Implement MemoryProvider to plug in any context retrieval strategy:

from roomkit import AIMessage, MemoryProvider, MemoryResult, RoomContext, RoomEvent


class SummaryMemory(MemoryProvider):
    """Injects a conversation summary plus recent events."""

    def __init__(self, summarizer, recent_count: int = 5) -> None:
        self._summarizer = summarizer
        self._recent_count = recent_count

    @property
    def name(self) -> str:
        return "SummaryMemory"

    async def retrieve(
        self,
        room_id: str,
        current_event: RoomEvent,
        context: RoomContext,
        *,
        channel_id: str | None = None,
    ) -> MemoryResult:
        summary = await self._summarizer.summarize(room_id)
        return MemoryResult(
            messages=[AIMessage(role="system", content=summary)],
            events=context.recent_events[-self._recent_count :],
        )

The ABC also provides optional lifecycle methods:

class StatefulMemory(MemoryProvider):
    async def retrieve(self, room_id, current_event, context, *, channel_id=None):
        ...  # Required — fetch context

    async def ingest(self, room_id, event, *, channel_id=None):
        ...  # Optional — update internal state as events arrive

    async def clear(self, room_id):
        ...  # Optional — clear stored memory for a room

    async def close(self):
        ...  # Optional — release resources (connections, models)
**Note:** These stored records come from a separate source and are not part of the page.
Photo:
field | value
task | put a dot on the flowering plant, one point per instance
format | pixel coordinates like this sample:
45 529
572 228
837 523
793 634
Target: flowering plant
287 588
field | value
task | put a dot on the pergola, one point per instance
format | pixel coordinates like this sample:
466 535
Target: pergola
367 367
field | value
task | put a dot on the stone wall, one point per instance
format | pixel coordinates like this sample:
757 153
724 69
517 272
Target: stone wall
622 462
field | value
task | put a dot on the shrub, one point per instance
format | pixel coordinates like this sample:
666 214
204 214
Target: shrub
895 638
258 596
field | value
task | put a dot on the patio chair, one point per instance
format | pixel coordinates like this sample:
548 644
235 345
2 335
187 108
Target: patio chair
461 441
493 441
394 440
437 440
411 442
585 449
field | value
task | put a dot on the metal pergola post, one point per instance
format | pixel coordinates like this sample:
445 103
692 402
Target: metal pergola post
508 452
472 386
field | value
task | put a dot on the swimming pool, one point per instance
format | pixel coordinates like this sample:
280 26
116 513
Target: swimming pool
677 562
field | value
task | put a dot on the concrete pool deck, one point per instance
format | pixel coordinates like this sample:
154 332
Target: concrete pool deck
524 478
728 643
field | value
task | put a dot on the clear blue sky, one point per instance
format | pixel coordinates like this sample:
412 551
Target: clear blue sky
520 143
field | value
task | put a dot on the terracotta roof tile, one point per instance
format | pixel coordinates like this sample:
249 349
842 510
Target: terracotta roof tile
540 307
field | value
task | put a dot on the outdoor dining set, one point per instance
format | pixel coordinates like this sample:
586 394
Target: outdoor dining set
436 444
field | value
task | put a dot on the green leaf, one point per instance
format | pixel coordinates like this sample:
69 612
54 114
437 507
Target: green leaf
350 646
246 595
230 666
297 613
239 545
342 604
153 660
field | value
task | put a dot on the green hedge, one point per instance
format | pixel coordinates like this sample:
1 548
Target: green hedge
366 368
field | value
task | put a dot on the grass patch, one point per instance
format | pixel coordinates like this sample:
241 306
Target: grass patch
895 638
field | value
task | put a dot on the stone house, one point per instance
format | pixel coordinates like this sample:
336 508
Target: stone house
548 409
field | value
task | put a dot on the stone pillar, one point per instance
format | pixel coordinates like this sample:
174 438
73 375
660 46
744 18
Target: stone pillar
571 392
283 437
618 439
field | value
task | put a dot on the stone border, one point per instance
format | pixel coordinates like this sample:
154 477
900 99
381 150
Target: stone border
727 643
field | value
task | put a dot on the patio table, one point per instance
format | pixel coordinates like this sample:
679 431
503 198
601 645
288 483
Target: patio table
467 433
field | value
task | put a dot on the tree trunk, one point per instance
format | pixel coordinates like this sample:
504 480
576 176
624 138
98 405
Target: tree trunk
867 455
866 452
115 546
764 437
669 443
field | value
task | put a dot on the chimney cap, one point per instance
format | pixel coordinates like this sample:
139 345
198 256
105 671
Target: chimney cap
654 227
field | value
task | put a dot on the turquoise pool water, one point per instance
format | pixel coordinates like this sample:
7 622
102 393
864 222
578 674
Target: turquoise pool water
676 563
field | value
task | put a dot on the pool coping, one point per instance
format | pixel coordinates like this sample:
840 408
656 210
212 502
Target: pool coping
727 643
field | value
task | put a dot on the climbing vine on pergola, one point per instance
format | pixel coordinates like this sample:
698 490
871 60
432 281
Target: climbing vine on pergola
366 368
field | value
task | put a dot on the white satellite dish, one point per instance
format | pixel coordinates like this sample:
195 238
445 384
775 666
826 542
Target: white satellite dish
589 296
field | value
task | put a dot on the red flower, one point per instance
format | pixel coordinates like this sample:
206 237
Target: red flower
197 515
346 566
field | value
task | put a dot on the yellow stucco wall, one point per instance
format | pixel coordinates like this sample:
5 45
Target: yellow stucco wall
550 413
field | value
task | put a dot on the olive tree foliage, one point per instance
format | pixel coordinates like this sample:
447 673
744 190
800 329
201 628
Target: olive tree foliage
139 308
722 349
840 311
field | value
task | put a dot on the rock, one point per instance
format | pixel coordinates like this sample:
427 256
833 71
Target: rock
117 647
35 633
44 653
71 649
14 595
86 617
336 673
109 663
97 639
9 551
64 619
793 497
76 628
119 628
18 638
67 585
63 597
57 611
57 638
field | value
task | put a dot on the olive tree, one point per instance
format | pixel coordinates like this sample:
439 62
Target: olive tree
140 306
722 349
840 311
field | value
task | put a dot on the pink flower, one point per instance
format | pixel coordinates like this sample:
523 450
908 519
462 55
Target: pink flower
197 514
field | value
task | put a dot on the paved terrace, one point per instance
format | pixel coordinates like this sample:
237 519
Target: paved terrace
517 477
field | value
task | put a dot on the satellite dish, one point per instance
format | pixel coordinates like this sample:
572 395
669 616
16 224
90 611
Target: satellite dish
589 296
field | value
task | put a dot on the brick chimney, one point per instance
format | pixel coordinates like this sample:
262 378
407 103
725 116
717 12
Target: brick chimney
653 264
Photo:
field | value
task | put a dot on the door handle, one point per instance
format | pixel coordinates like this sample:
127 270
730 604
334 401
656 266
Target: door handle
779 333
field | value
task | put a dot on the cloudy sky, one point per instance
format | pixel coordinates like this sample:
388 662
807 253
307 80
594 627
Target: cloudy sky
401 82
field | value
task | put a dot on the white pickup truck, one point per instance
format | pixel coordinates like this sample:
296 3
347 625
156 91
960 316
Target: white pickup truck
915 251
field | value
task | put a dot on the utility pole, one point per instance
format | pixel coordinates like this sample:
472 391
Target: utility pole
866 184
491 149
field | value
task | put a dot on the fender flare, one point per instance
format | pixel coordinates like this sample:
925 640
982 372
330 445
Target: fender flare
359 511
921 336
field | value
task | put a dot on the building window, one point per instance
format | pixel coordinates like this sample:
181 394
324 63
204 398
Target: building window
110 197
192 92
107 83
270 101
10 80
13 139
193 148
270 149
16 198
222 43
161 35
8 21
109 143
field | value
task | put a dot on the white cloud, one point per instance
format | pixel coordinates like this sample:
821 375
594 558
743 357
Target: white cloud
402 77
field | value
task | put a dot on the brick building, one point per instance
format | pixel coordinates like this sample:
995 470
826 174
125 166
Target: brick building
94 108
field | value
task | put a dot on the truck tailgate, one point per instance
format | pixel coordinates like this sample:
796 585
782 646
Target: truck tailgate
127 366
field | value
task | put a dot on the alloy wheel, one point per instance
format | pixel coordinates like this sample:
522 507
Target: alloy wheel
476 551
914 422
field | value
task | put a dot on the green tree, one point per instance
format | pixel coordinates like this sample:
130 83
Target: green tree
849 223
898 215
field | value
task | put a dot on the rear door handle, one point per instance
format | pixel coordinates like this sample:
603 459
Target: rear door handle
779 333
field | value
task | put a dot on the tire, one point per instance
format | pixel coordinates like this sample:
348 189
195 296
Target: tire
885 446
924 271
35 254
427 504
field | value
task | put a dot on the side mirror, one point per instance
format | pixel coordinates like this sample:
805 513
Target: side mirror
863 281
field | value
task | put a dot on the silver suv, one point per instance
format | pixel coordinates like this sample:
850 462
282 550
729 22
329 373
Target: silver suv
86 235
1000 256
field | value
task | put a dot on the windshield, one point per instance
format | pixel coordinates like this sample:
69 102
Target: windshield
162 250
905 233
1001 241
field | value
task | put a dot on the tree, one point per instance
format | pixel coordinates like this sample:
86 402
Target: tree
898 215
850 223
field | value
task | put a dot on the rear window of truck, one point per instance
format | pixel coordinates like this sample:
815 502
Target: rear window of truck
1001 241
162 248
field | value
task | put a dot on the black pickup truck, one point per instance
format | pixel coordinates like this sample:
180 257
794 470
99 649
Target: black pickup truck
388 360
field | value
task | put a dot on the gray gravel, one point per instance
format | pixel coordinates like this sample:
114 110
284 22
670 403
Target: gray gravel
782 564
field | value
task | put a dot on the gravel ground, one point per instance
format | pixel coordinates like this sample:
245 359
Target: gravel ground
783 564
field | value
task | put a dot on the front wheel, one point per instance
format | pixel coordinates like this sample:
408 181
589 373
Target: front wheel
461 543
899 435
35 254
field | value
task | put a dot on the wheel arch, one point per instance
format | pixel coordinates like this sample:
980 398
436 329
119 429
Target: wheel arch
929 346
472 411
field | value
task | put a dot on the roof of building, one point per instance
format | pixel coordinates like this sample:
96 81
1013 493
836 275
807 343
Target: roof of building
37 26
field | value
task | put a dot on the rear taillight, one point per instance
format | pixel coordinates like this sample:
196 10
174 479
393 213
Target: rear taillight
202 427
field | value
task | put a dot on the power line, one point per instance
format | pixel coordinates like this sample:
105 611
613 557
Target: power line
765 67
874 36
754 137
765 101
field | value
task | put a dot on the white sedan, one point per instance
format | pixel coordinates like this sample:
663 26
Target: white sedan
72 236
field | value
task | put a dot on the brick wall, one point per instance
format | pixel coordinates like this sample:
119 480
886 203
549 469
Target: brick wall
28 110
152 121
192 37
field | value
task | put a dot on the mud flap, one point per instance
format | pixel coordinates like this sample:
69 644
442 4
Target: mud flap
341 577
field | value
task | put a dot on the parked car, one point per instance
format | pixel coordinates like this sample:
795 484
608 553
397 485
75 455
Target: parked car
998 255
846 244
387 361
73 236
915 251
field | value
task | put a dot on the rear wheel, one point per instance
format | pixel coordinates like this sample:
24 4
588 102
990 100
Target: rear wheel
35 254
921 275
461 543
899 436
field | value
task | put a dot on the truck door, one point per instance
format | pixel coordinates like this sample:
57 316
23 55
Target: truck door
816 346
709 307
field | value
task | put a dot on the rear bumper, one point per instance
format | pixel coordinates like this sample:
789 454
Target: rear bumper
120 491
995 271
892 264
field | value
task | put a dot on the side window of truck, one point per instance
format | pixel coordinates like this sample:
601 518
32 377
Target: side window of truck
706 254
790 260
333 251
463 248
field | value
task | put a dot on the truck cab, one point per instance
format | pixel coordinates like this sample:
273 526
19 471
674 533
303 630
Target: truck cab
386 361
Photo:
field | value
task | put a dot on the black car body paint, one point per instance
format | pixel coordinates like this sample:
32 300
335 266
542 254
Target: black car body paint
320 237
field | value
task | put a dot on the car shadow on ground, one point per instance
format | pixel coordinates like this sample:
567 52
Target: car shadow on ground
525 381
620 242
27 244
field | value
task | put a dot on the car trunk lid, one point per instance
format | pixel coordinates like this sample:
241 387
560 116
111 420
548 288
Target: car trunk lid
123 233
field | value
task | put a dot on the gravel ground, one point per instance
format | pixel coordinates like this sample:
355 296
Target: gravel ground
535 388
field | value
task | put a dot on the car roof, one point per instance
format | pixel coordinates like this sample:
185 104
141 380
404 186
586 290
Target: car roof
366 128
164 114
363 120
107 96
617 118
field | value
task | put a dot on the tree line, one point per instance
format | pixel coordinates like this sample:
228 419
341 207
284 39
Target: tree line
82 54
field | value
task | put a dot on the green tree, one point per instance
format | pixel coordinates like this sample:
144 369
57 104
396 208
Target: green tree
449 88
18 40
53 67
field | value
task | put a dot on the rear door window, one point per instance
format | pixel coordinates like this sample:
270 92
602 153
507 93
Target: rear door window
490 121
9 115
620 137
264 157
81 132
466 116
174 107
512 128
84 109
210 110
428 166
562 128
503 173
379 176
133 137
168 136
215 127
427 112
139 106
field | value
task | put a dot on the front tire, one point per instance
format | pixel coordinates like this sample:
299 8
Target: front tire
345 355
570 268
ingest(), clear(), and close() are concrete no-ops in the base class, so simple providers only need to implement retrieve().

MemoryResult

The MemoryResult dataclass controls what goes into the AI context:

Field Type Default Description
messages list[AIMessage] [] Pre-built messages prepended to context
events list[RoomEvent] [] Raw events converted by AIChannel

Messages appear first in the context, followed by converted events, followed by the current triggering event. This ordering ensures summaries and system context appear before the conversation, and the current user message is always last.

Auto-default behavior

memory max_context_events Behavior
not set not set SlidingWindowMemory(max_events=50)
not set set SlidingWindowMemory(max_events=N)
set any Uses the explicit provider; max_context_events is ignored

Lifecycle

  • retrieve() is called on every AI generation (each on_event)
  • close() is called when AIChannel.close() is called
  • ingest() is not called automatically — stateful providers should use AFTER_BROADCAST hooks to call it

Example

See examples/memory_provider.py for a runnable demo showing default, summary, and custom memory providers.